Residual networks, as discrete approximations of Ordinary Differential Equations (ODEs), have inspired significant advancements in neural network design, including multistep methods, high-order methods, and multi-particle dynamical systems. The precision of the solution to ODEs significantly affects parameter optimization, thereby impacting model performance. In this work, we present a series of advanced explorations of Transformer architecture design to minimize the error compared to the true ``solution.'' First, we introduce a predictor-corrector learning framework to minimize truncation errors, which consists of a high-order predictor and a multistep corrector. Second, we propose an exponential moving average-based coefficient learning method to strengthen our higher-order predictor. Extensive experiments on large-scale machine translation, abstractive summarization, language modeling, and natural language understanding benchmarks demonstrate the superiority of our approach. On the WMT'14 English-German and English-French tasks, our model achieved BLEU scores of 30.95 and 44.27, respectively. Furthermore, on the OPUS multilingual machine translation task, our model surpasses a robust 3.8B DeepNet by an average of 2.9 SacreBLEU, using only 1/3 parameters. Notably, it also beats LLama models by 5.7 accuracy points on the LM Harness Evaluation.

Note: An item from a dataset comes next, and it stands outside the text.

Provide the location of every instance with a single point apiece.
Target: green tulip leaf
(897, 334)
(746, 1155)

翻译：残差网络作为常微分方程（ODEs）的离散近似，已推动了神经网络设计的重大进展，包括多步方法、高阶方法和多粒子动力系统。ODE求解的精度显著影响参数优化，进而影响模型性能。本研究对Transformer架构设计进行了一系列前沿探索，旨在最小化与真实“解”之间的误差。首先，我们引入预测器-校正器学习框架以减小截断误差，该框架由高阶预测器和多步校正器构成。其次，我们提出基于指数移动平均的系数学习方法以增强高阶预测器。在大规模机器翻译、抽象摘要、语言建模和自然语言理解基准上的大量实验证明了我们方法的优越性。在WMT'14英德和英法任务上，我们的模型分别取得了30.95和44.27的BLEU分数。此外，在OPUS多语言机器翻译任务中，我们的模型仅使用1/3参数，平均超越强大的38亿参数DeepNet模型2.9个SacreBLEU分数。值得注意的是，在LM Harness评估中，它同样以5.7个准确率点优势超越LLama模型。